‘Bob’s Burgers’ serves up chuckles
Anyone who has known the particular joys and aggravations of working in a family business will likely get a few chuckles out of “Bob’s Burgers,’’ Fox’s latest attempt to add a keeper to it’s animated Sunday night lineup.
Premiering tomorrow at 8:30 p.m., “Bob’s Burgers’’ is — like its long-running lead-in “The Simpsons’’ — a family comedy. From the mordant mind of Bay State native Loren Bouchard (“Home Movies,’’ “Dr. Katz: Professional Therapist’’) the show documents the perpetually failing title burger joint run by Bob Belcher (voiced by “Archer’’ star H. Jon Benjamin) with the help, but more often hindrance, of his wife and three kids.
In the hit-and-miss opener, the greasy spoon, set in a seaside East Coast town, is poised for a re-re-re-opening. But instead of focusing on the task at hand, Bob must simultaneously deal with the fury of his wife Linda (John Roberts) for forgetting their anniversary, the “itchy’’ crotch of his grill cook — who happens to be his teenage daughter Tina (Dan Mintz) — the annoying comedy stylings of his son Gene (Eugene Mirman), and a visit from a health inspector who suspects Bob is flipping human meat patties in a deal struck with the It’s Your Funeral mortuary/crematorium next door. The health inspector suspects this because Bob’s precocious youngest daughter Louise (Kristen Schaal, “Flight of the Conchords’’) decided to add a little spice to show and tell. (Understandable, her classmate was bragging about her Spanish matador uncle.)
The best bits end up concerning the potential “Sweeney Bob’’ story line as Bob fights with the health inspector — also Linda’s ex-boyfriend — and confronts the media and an outraged mob. (Pausing the DVR to check out the signs in the mob is worth it. My favorites: “Don’t taste me bro!’’ and “Keep ‘Me’ out of Meat’’). At one point he does such a good job speechifying about the different ways in which people treat the living and the dead it starts to sound like an eloquent, if comically twisted defense of cannibalism.
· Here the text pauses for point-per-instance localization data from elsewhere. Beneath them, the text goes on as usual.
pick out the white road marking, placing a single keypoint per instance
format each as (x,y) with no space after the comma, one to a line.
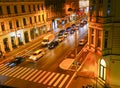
(62,83)
(55,84)
(35,75)
(39,76)
(44,77)
(54,79)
The cast is uniformly good with Roberts giving great Noo Yawk honk as Linda, and Schaal keeping Louise almost always on the right side of shrill. Benjamin, also a Massachusetts native, and so terrific as Ben on “Dr. Katz,’’ in particular brings his deadpan best to the long-suffering patriarch who bemoans his kin as employees (“I’d fire all of you if I could’’), but clearly loves them.
“Bob’s Burgers’’ has a more sharply offbeat sensibility than its more pop-culture rooted Sunday night neighbors, veering between absurd, endearing, and crude — which fits with the avant stand-up stylings of folks like Schaal and Mirman. Some folks may feel the edges are a bit too sharp, including jokes about autism, child molesters, and, of course, the aforementioned potential cannibalism. The general gross-out factor — often a staple of adult-aimed animation — looks like it will be moderate. (Some may balk at the itchy crotch, but it was a gooey salival kissing bit that did me in.)
And even though the potential for irritation feels high — everyone but Gene is a smidge too sad-sacky and whiny — there’s something about “Bob’s’’ that feels fresh, sweet even. As the dysfunctional family that works together tries to make it work, it all starts to seem worth at least a few trips to the counter.